Why in the world did I never think of grilling potatoes before? I love every kind of potato there is: mashed potatoes, potato chips, potato balls, potato salad and of course tater tots. Basically, chances are if it has potatoes in it I will love it. But despite trying and loving potatoes in a variety of ways, grilling never occurred to me . That is until it was just too hot to cook inside.
Last week we experienced some super hot weather. I’m talking mid-90’s and while that may sound perfect to those of you in other parts of the country or my crazy friend who keeps her heater on even if its 80 degrees outside, it is just too hot for a city where no one has air conditioning. That is why Ryan and I decided to cook most of our dinner on the grill to keep the house nice and cool. I say most because these potatoes do need to be par-boiled just until tender, but the 4 minutes that you need for that doesn’t heat up the house too much. Serve these along side some grilled steak and maybe even some watermelon salad and you have a perfect “Dog Days of Summer” supper.

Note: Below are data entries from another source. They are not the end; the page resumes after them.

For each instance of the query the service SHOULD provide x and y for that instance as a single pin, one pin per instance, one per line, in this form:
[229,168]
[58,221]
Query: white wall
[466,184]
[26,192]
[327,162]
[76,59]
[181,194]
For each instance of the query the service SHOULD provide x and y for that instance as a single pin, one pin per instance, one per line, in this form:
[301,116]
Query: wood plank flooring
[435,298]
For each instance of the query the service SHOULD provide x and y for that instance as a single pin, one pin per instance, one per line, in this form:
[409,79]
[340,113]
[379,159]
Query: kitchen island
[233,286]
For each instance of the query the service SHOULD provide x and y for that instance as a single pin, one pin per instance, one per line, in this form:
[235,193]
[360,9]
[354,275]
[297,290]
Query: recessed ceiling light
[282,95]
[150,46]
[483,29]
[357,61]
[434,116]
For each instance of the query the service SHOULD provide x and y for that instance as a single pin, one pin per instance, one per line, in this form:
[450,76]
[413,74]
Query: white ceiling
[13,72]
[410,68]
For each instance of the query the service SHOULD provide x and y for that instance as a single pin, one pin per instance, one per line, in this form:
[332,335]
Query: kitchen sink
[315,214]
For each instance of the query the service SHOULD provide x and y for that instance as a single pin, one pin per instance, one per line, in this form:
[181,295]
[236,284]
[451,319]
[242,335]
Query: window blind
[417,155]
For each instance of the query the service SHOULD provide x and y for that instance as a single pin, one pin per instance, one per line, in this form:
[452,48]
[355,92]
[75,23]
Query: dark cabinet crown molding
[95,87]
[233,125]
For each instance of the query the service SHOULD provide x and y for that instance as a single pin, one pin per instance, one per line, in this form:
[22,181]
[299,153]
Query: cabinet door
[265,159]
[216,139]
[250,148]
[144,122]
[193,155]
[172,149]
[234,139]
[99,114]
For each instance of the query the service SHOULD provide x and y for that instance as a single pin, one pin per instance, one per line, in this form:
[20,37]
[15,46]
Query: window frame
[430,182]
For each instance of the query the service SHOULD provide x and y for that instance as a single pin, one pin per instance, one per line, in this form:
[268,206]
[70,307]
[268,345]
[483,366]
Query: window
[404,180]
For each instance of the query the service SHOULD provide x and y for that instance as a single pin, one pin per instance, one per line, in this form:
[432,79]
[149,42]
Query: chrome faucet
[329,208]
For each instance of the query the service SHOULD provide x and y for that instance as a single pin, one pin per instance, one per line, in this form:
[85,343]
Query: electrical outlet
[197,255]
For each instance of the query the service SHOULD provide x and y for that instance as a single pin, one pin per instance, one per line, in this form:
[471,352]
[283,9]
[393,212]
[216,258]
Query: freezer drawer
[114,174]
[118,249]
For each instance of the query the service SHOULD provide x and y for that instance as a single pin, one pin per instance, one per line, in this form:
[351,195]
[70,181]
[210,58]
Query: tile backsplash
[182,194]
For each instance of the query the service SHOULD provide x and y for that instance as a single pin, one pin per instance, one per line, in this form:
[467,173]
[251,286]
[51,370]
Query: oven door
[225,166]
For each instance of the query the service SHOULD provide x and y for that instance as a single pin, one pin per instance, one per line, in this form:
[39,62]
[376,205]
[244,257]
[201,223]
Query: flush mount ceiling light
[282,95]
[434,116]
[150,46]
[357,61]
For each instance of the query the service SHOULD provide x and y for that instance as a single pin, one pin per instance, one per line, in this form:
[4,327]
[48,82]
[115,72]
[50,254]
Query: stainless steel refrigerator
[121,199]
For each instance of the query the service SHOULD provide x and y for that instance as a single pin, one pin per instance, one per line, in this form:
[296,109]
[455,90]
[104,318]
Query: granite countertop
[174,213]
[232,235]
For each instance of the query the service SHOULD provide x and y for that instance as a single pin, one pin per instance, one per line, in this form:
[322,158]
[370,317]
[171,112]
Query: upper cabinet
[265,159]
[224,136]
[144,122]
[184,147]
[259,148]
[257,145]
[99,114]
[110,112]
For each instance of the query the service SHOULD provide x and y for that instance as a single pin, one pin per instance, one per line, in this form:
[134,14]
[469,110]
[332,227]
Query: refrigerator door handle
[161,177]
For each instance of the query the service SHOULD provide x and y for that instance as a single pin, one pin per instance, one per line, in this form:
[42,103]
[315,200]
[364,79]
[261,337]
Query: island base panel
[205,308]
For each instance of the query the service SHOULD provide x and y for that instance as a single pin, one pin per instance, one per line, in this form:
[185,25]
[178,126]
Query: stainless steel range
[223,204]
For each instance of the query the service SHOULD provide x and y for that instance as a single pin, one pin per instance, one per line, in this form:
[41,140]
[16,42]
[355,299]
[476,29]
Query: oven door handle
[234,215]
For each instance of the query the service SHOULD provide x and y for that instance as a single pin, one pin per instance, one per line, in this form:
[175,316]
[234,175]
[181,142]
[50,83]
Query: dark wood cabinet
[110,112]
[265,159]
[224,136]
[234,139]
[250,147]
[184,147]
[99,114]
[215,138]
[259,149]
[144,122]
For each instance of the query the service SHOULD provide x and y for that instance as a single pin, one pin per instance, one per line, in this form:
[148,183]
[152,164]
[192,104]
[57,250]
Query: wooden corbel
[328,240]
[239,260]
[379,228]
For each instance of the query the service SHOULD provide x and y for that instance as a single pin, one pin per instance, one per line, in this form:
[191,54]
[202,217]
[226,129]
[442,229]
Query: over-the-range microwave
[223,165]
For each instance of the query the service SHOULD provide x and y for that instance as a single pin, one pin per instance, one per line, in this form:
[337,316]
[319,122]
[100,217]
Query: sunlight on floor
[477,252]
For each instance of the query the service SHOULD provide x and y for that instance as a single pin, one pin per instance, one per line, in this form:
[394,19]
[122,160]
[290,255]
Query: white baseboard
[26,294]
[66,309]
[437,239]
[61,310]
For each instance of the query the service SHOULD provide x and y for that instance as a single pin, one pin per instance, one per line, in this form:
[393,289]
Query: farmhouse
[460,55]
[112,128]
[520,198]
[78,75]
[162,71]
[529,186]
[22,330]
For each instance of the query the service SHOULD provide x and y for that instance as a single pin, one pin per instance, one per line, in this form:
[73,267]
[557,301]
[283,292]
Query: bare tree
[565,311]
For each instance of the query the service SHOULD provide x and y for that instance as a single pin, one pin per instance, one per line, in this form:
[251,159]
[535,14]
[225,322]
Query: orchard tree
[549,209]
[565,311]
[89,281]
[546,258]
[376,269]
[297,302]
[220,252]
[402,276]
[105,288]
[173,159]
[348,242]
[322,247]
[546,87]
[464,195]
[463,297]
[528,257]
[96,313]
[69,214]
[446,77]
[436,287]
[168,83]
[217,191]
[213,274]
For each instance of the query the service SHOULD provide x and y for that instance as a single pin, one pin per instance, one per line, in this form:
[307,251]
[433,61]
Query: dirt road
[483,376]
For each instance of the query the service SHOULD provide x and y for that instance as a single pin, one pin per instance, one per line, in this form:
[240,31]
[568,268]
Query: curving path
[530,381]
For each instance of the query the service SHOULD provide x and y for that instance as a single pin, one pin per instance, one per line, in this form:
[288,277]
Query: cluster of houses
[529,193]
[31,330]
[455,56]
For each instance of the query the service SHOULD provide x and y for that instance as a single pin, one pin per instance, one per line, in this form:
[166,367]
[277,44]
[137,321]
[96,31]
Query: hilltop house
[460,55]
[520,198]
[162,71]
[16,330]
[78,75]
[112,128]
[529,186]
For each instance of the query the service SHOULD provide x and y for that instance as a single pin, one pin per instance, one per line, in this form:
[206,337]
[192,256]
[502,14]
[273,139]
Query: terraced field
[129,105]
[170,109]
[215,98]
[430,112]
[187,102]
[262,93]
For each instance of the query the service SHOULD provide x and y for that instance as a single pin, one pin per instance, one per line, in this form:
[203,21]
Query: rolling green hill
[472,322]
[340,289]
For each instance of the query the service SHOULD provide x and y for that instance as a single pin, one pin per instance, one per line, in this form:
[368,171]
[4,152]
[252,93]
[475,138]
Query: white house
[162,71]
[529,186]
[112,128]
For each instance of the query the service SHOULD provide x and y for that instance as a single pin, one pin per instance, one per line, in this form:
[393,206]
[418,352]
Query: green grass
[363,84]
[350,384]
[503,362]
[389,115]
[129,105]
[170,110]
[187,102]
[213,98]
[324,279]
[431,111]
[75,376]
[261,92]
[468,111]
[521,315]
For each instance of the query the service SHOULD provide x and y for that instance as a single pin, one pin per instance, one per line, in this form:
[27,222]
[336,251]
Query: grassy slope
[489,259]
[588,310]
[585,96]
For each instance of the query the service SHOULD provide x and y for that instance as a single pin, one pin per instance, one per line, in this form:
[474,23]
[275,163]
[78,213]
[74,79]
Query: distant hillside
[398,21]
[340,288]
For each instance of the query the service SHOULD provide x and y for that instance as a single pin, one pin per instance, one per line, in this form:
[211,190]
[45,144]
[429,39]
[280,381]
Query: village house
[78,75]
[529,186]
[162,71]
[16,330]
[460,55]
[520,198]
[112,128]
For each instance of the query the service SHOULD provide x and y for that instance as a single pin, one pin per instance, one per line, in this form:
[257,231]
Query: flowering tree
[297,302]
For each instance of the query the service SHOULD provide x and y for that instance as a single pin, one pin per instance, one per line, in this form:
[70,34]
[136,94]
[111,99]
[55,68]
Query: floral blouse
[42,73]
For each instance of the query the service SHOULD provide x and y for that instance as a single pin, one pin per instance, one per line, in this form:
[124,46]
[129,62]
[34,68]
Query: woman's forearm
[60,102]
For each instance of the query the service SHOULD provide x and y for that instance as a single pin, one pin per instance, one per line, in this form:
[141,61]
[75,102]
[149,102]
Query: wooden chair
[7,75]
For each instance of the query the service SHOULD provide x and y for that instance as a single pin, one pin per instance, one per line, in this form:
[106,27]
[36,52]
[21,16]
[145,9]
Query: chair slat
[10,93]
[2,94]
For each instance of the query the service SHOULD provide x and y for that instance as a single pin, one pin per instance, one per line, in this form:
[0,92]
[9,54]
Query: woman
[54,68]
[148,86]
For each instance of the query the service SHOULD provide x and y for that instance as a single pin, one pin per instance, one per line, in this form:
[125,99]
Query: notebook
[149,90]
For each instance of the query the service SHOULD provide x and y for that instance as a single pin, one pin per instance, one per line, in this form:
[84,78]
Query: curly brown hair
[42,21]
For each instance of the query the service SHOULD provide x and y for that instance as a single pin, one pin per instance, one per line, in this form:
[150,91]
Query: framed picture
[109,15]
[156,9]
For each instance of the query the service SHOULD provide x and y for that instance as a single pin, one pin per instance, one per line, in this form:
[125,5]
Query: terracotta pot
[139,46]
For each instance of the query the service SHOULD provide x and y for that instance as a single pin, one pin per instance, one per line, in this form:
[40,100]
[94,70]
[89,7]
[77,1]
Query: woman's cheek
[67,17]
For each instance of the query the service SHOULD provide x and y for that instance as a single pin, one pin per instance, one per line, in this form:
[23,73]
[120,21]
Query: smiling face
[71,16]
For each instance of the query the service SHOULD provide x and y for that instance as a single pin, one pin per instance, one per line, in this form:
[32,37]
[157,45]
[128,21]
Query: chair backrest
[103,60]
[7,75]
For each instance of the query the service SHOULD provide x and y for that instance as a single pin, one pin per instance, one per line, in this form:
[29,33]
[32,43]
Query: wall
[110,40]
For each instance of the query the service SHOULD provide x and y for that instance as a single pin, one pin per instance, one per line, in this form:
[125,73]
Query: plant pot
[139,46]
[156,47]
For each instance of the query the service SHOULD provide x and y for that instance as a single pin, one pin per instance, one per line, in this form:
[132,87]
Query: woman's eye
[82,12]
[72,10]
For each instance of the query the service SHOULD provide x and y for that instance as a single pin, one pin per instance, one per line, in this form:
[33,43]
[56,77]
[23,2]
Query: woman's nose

Place sliced potatoes in pot and cover with water. Bring to a boil and cook just until fork tender, 3 - 4 minutes. Drain.
In a bowl combine mayonnaise, sour cream, chives, salt, pepper and garlic powder. Mix well.
Reserve 1/4 cup of chive sauce. Dip boiled potatoes into remaining chive sauce, coat completely. Repeat until all potatoes are coated.
Place potatoes on the grill and cook until browned and tender.
Transfer to a plate. Sprinkle with kosher salt. Place a dollop of remaining chive sauce on each of the potatoes. Garnish with chopped chives. Serve.